If I criticized myself twenty times in an hour, my goal was to cut it down to nineteen the next time. Slowly but surely, twenty lashings turned into fifteen, and then into ten. Over time, my inner dialogue shifted.

This was what self-care looked like for me, at first: reducing the damage.


From Criticism to Curiosity

As I practiced my One Less Method, something remarkable happened.

Over time, I realized my inner critic wasn’t just a negative voice—it was a signal. It pointed out that I wasn’t aligned with what I truly cared about. Because I was chasing the wrong goals, even my accomplishments felt empty.

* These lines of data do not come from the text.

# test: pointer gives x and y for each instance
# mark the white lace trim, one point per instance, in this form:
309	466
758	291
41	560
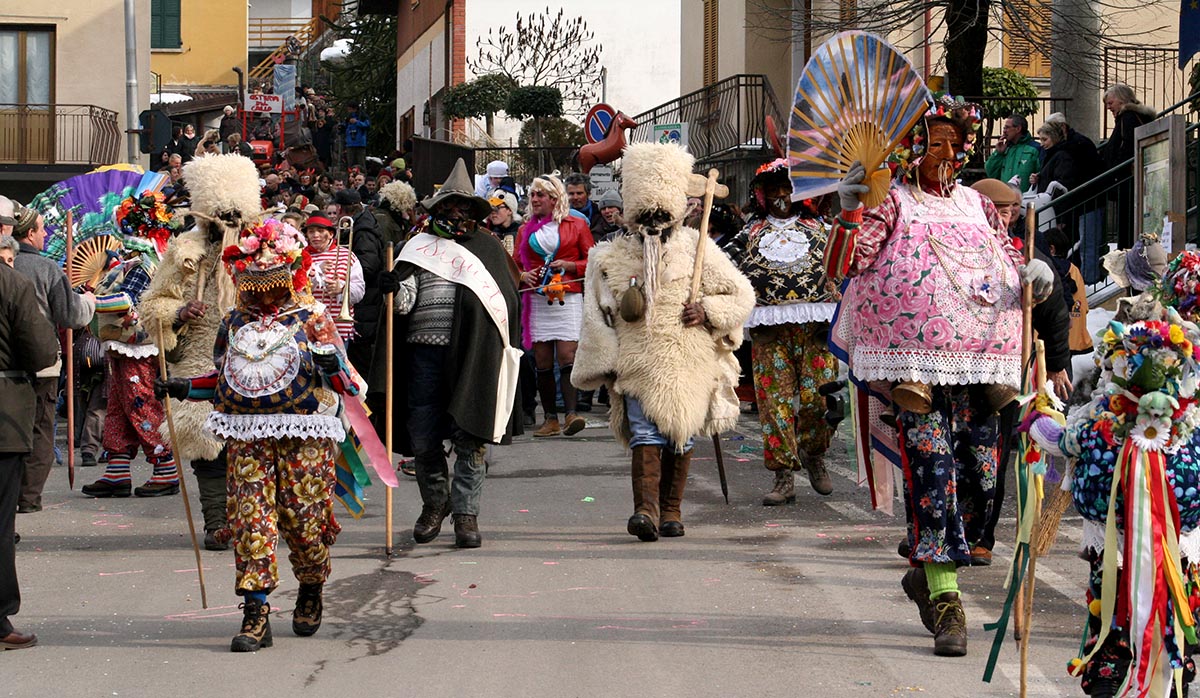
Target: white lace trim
275	426
936	367
131	350
791	313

When I looked back on my time in accounting, I realized I had spent years trying to improve at something that didn’t truly matter to me. It was a recipe for failure from the get go and I burned out trying to make it work for me.

This clarity didn’t come all at once. It came through the power of small, consistent changes—choosing “one less” over and over again, until I could finally focus on what I cared about.

I care about building connections. I enjoy the deep dive into self-knowledge - the personal journey in life. It's the nuances that keep me curious. The things I notice after a first glance are what draw me in.

Now I tell people that accounting was a detour. I had tried to apply what worked for someone else to my life. It was great advice, but not for me. It wasn’t what I cared about.

Becoming a massage therapist and then growing a coaching practice was like coming home to myself. I had said for years that I wanted to be a personal coach. I wouldn’t have done it without my inner critic giving me the signal - that I tried so hard to out perform - I wasn’t aligned with what I care about.

My inner critic has become a trusted friend. When she shows up I start looking for what I care about. Her tone is much kinder and playful since I began acknowledging her signals. And I approach her criticism with more curiosity.

This shift has changed everything.


What About You?

What’s one small, critical thought you could let go of today using the One Less Method?

Where could you extend grace yourself today?

What is something that you notice for the first time about criticism?

Your inner critic doesn’t have to control your life. With the right tools and small, intentional changes, you can move from self-criticism to self-compassion—and connect with what matters most to you.